In response to HIV epidemics amongst people who inject drugs, harm reduction measures have been rolled out in varying degrees in most countries in Asia over the past two decades. During the same period, many governments began claiming that they adopt a health-based approach to drug use.

However, policy responses to drug use in Asia (as in the rest of the world) have remained overwhelmingly focused on punishment, ranging from criminalization to corporal punishment and compulsory detention centres (regarded as ‘rehabilitation centres’ but providing no evidence-based treatment interventions and leading to human rights violations including forced labor, physical and sexual abuse).

Impeded by such brutally punitive legal environments, the coverage of harm reduction measures remains inadequate across the region – and, as a result, HIV and hepatitis epidemics amongst people who inject drugs remain a serious public health concern in many countries.

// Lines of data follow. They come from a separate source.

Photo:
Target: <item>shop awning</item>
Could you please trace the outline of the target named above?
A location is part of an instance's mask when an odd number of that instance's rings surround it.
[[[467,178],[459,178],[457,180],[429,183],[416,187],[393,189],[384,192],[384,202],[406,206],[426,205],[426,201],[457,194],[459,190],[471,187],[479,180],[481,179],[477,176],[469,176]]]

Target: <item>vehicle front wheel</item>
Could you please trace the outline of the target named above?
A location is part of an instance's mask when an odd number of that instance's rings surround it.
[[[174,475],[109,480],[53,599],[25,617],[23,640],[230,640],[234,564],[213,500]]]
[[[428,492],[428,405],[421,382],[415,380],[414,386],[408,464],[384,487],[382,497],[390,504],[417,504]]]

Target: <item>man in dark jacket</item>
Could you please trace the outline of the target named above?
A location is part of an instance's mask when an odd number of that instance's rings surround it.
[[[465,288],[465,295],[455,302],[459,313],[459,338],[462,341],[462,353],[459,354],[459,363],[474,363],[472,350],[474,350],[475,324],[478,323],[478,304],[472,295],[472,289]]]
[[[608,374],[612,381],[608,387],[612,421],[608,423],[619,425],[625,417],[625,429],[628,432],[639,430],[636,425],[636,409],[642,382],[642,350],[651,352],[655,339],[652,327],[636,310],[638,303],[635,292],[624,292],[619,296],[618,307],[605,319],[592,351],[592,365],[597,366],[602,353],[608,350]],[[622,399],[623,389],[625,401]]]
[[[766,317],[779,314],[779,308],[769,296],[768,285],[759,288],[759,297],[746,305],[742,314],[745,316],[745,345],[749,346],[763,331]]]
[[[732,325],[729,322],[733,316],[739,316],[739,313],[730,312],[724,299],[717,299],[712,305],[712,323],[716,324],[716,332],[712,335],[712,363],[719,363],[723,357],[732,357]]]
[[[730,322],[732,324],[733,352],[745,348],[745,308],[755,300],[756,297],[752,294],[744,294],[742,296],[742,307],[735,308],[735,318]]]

The existence of drug treatment services that are based on scientific evidence, voluntary, tailored to individual needs, and informed by evidence-based assessments of drug dependence is rare. It has become apparent that it is not just harm reduction measures that are needed, but also drug policies that are driven by the philosophy of harm reduction—that is, focusing on reducing the harms related to drug use rather than on reducing drug use itself.

In the lead up to the UN General Assembly Special Session (UNGASS) on the world drug problem in April 2016, member states from the Americas, Europe and Africa, along with an ever-increasing number of UN agencies, are advocating for a reorientation in drug policies towards public health, human rights and development instead of the longstanding focus on law enforcement responses.

For at least 40 years since then US President Richard Nixon declared a ‘war on drugs’, Asian governments have zealously ramped up law enforcement operations to seize drugs and arrest suspects, and passed laws to exact harsh penalties on anyone engaged in drug-related activities, even the death penalty as a mandatory sentence in Iran, Singapore and Malaysia. They did not spare people who use drugs, believing that tough punishment would be an effective deterrent.

But it hasn’t worked, and levels of drug use and the volume and diversity of drugs available in Asia has only increased, with East and Southeast Asia representing one of the largest markets for synthetic drugs in the world.

Instead, these policies have directly contradicted efforts to implement harm reduction measures in Asia, yet governments have refused to discuss the ineffectiveness and negative consequences of the ‘war on drugs’ and stubbornly cling tounrealistic goals of achieving a drug-free society.